Select Points from ARI HRTF Dataset

Now that the HRTF Dataset is loaded, determine which points to pick for virtual loudspeakers. This example picks random points distributed on the surface of a sphere and selects the points of the HRTF dataset closest to the picked points.

Pick random points from a spherical distribution
Compare sphere to points from the HRTF dataset
Pick the points with the shortest distance between them

% Create a sphere with a distribution of points
nPoints = 24;   % number of points to pick
rng(0);         % seed random number generator
sphereAZ = 360*rand(1,nPoints);
sphereEL = rad2deg(acos(2*rand(1,nPoints)-1))-90;
pickedSphere = [sphereAZ' sphereEL'];

% Compare distributed points on the sphere to points from the HRTF dataset
pick = zeros(1, nPoints);
d = zeros(size(pickedSphere,1), size(sourcePosition,1));
for ii = 1:size(pickedSphere,1)
    for jj = 1:size(sourcePosition,1)
        % Calculate arc length
        d(ii,jj) = acos( ...
            sind(pickedSphere(ii,2))*sind(sourcePosition(jj,2)) + ...
            cosd(pickedSphere(ii,2))*cosd(sourcePosition(jj,2)) * ... 
            cosd(pickedSphere(ii,1) - sourcePosition(jj,1)));
    end
    [~,Idx] = sort(d(ii,:)); % Sort points
    pick(ii) = Idx(1);       % Pick the closest point
end

Create Ambisonic Decoder

Specify a desired ambisonic order and desired virtual loudspeaker source positions as inputs to the audioexample.ambisonics.ambidecodemtrx helper function. The function returns an ambisonics decoder matrix.

order = 7;
devices = sourcePosition(pick,:)';
dmtrx = audioexample.ambisonics.ambidecodemtrx(order, devices);

Create HRTF Filters

Create an FIR filter to perform binaural HRTF filtering based on the position of the virtual loudspeakers.

filters = squeeze(hrtfData(pick,:,:));
filters = permute(filters,[2 1 3]);
filters = reshape(filters,size(filters,1)*size(filters,2),[]);
filt = dsp.FrequencyDomainFIRFilter(filters, SumFilteredOutputs=true);

Create Audio Input and Output Objects

Load the ambisonic audio file of helicopter sound and convert it to 48 kHz for compatibility with the HRTF dataset. Specify the ambisonic format of the audio file.

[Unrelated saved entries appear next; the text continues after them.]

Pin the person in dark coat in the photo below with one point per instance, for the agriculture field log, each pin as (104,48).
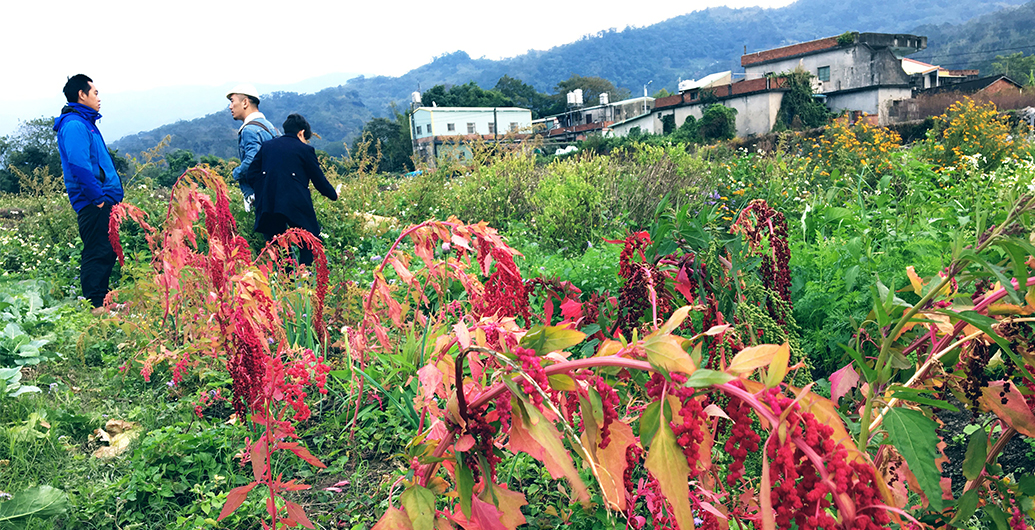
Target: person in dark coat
(281,173)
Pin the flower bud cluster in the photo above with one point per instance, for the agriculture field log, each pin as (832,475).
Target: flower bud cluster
(609,398)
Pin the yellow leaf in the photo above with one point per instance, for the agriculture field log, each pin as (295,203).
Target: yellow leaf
(675,320)
(777,369)
(753,357)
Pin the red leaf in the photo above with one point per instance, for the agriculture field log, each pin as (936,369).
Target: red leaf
(1015,412)
(234,499)
(295,511)
(485,514)
(571,310)
(843,381)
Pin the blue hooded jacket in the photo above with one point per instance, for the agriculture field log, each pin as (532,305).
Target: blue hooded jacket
(89,171)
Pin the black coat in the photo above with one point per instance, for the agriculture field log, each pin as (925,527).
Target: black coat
(281,174)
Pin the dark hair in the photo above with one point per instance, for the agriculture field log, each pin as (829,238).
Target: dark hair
(294,123)
(76,84)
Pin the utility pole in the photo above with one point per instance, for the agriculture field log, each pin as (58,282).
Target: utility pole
(645,94)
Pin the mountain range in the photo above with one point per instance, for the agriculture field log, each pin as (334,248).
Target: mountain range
(962,33)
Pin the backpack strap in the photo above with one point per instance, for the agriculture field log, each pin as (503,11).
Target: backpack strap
(258,124)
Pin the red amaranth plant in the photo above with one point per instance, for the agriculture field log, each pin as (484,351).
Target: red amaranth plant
(219,307)
(490,384)
(763,226)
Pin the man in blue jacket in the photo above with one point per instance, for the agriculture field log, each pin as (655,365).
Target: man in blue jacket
(92,183)
(255,130)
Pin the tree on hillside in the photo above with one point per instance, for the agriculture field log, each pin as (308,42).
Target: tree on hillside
(1017,66)
(33,145)
(464,95)
(592,87)
(525,95)
(392,138)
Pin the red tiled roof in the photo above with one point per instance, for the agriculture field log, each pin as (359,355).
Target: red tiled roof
(788,51)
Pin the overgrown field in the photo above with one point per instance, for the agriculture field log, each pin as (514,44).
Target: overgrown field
(833,333)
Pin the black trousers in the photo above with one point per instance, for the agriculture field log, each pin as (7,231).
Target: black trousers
(98,257)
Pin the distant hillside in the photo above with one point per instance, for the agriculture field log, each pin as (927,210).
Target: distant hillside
(336,114)
(976,42)
(686,47)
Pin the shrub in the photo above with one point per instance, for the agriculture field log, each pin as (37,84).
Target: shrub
(718,122)
(969,128)
(567,202)
(853,148)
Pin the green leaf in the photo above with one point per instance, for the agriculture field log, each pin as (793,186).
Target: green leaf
(1017,259)
(41,501)
(668,464)
(868,374)
(561,382)
(850,276)
(996,271)
(916,395)
(977,450)
(1027,484)
(997,516)
(649,421)
(465,483)
(704,378)
(419,503)
(913,434)
(666,353)
(551,339)
(965,508)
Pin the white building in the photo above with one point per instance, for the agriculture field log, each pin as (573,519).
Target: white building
(441,130)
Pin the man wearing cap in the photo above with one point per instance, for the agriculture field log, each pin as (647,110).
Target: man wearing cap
(91,181)
(255,130)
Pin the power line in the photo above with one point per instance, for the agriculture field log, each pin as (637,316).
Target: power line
(920,56)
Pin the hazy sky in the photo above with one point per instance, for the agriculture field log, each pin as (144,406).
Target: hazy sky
(134,46)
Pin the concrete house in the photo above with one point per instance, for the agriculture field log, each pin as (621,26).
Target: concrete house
(578,122)
(859,72)
(448,130)
(855,71)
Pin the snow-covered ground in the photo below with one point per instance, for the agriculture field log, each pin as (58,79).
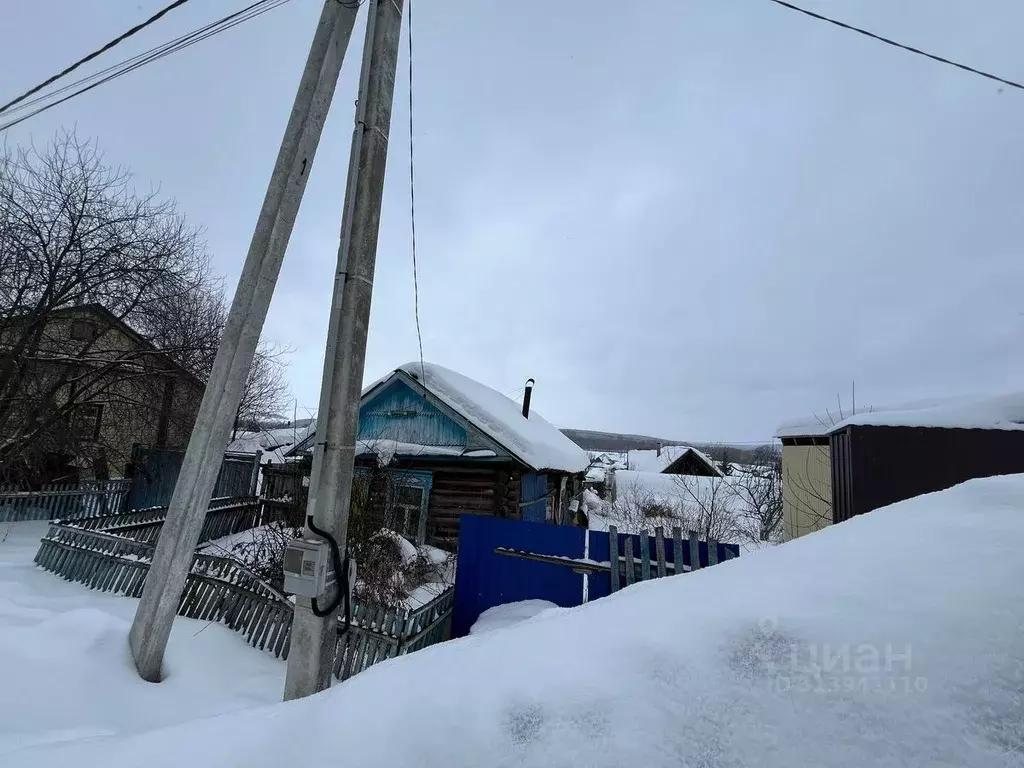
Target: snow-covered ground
(66,673)
(894,639)
(502,616)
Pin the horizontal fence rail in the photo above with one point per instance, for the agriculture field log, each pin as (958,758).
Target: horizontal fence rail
(113,553)
(64,501)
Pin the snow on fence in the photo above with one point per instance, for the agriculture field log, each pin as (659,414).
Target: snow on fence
(64,501)
(113,553)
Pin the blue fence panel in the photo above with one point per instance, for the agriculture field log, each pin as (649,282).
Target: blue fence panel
(485,579)
(599,585)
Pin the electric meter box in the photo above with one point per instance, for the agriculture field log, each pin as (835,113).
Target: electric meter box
(307,567)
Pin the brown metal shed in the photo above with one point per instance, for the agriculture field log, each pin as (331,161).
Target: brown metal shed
(873,466)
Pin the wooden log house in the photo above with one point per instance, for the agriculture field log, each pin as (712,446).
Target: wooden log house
(457,446)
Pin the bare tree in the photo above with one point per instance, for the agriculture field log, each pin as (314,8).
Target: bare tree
(74,232)
(266,391)
(710,507)
(759,489)
(705,505)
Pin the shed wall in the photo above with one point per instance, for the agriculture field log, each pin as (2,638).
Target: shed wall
(807,488)
(885,465)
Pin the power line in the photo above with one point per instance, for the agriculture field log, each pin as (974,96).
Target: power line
(896,44)
(119,39)
(140,59)
(412,200)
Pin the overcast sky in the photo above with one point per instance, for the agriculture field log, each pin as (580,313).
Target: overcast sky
(689,218)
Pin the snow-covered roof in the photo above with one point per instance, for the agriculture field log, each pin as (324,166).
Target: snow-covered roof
(652,461)
(994,412)
(796,655)
(536,442)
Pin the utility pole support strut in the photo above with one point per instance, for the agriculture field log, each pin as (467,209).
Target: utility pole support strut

Create an audio file sampled at 48 kHz for compatibility with the HRTF dataset.

desiredFs = 48e3;
[audio,fs] = audioread("Heli_16ch_ACN_SN3D.wav");
audio = resample(audio,desiredFs,fs);
audiowrite("Heli_16ch_ACN_SN3D_48.wav",audio,desiredFs);

Specify the ambisonic format of the audio file. Set up the audio input and audio output objects.

format = "acn-sn3d";
samplesPerFrame = 2048;
fileReader = dsp.AudioFileReader("Heli_16ch_ACN_SN3D_48.wav", ...
                    SamplesPerFrame=samplesPerFrame);
deviceWriter = audioDeviceWriter(SampleRate=desiredFs);
audioFiltered = zeros(samplesPerFrame,size(filters,1),2);

Process Audio

while ~isDone(fileReader)
    audioAmbi = fileReader();
    audioDecoded = audioexample.ambisonics.ambidecode(audioAmbi, dmtrx, format);
    audioFiltered = 10*filt(audioDecoded);
    numUnderrun = deviceWriter(audioFiltered); 
end

% Release resources
release(fileReader)
release(deviceWriter)

References

[1] Kronlachner, M. (2014). Spatial Transformations for the Alteration of Ambisonic Recordings (Master's thesis).

[2] Noisternig, Markus. et al. "A 3D Ambisonic Based Binaural Sound Reproduction System." Presented at 24th AES International Conference: Multichannel Audio, The New Reality, Alberta, June 2003.